Neo-conservatives and the Bush Administration like to paint the 1994 Agreed Framework deal on North Korea’s nuclear program as a failure of Bill Clinton’s foreign policy efforts. They point out that North Korea continued to manufacture plutonium after agreeing not to, and that their breach of the agreement amounts to Bill Clinton having let the North Koreans become a nuclear power. According to Team Bush and his neophytes, the entire North Korean nuclear program is Bill Clinton’s fault.

Bush, ever the tough guy, took little time in labeling North Korea as a terrorist state, blacklisting them from international trade and aid and further isolating the reclusive regime-all in an effort to force the hand of Kim Jong-Il to give up his nukes. Yet instead of capitulating after admitting they had been ignoring the 1994 agreement, North Korea put their nuclear program on the fast track and out in the open, and finalized the process by detonating a nuclear device during the reign of George W. Bush. Arguably, while Clinton may have had the wool pulled over his eyes to North Korea’s true intent regarding its nuclear program, Bush watched whit eyes wide open as they advanced from a nuclear wannabe to a nuclear power. Indeed, it is perhaps the openly belligerent attitude of Bush that may have increased the North Korean nuclear timeline.

Yet now that North Korea has returned to the table to continue talks about their program, Bush has done a complete 180 degree turnabout, removed them from a US list of terrorist states, and approved aid to that country. And what has North Korea done to deserve this reward? Turns out that they haven’t done much at all. They’ve released details on some of their nuclear activities and programs and they blew up a building. And this after stalling for years. But the evidence that they intend to stop their nuclear program is no stronger now than it was after the 1994 agreement was signed, and yet Team Bush acts like its solved a major crisis in Asia.

The Clinton agreement was based on trust, and it turned out that trusting the regime in North Korea was not a wise choice. Without verification, that trust was misplaced and North Korea continued to work on their nuclear program while accepting the gifts that came with the agreement to stop those actions. The Bush doctrine in North Korea has been to end all US aid and brand the nation a rogue terror state. Remember that under Clinton, North Korea was still a fledgling nuclear hopeful working at a slow pace. Under Bush, their nuclear efforts were expanded and accelerated and they finally got a working nuclear bomb. Under Bush, North Korea got the power they wanted. And under Bush, they have used this power to get what they wanted-US aid, removal from the list of terrorist states. In return, they have provided relatively little and we have no evidence they have stopped anything.

Bush may claim that his “tough guy” approach actually got North Korea to come back to the table for talks. I dismiss this. Bush’s “tough guy” mentality just gave North Korea the push to finish their bomb project. Now that they have a nuclear weapon, they hold more cards than ever before, and Bush, trying to eke some success out of his mangled tenure somewhere, is ready to call it a day and claim Mission Accomplished.  But when it comes to North Korea, or any reclusive regime, what we know and what we think we know are always going to be very different things. And what they say and what they do will be too.

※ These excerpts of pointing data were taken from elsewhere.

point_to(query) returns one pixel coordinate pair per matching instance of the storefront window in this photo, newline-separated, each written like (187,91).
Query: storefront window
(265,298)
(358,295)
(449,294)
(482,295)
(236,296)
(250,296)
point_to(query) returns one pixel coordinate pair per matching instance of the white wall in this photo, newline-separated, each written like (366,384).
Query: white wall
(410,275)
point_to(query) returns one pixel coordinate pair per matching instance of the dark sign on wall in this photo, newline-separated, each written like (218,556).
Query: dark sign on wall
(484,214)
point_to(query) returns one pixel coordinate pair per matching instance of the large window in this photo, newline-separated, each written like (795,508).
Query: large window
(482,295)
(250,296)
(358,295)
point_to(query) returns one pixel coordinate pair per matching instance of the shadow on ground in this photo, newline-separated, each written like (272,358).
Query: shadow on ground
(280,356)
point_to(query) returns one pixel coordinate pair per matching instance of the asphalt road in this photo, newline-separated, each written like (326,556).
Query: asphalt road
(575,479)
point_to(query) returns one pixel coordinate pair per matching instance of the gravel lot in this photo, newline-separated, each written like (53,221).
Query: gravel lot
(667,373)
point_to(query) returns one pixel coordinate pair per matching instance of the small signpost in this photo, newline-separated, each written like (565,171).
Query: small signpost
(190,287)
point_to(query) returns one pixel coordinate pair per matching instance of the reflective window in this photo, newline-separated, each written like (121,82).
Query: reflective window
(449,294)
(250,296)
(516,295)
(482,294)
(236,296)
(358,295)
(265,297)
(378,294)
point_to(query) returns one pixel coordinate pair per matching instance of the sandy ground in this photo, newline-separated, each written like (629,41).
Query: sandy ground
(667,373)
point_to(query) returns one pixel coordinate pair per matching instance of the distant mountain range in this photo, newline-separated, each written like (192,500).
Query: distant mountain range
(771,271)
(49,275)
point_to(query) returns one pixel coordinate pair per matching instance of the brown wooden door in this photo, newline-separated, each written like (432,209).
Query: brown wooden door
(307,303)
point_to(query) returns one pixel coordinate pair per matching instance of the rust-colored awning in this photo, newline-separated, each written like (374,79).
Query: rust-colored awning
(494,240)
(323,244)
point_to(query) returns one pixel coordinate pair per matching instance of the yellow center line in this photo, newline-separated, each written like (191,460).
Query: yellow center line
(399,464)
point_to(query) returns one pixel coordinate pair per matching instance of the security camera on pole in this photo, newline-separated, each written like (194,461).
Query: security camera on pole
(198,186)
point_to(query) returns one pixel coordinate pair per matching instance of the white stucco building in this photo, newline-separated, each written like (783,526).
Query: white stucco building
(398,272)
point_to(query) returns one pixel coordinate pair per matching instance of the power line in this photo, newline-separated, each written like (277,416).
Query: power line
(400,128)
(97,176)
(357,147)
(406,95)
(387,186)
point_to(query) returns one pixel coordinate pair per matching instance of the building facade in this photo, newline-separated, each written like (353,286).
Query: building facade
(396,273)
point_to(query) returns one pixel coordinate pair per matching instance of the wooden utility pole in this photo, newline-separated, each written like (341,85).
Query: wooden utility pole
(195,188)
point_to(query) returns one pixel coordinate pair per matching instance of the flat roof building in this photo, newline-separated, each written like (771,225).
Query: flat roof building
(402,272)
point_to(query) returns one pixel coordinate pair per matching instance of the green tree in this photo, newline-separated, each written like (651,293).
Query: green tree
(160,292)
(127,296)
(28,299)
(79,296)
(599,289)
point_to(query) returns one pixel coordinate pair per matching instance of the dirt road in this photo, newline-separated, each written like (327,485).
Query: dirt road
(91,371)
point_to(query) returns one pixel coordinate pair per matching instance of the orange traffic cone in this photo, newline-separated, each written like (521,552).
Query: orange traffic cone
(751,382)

Clinton’s path of engagement didn’t stop the North Korean nuclear program, but it slowed it up while trying to open the country through humanitarian assistance. Bush’s path of belligerence brought to the world an uptick in North Korean nuclear program development and a nuclear armed North Korea, and now he is giving them humanitarian aid too. Pretending that his agreement is more valid, more enforceable, and more effective than the 1994 agreement is laughable at best.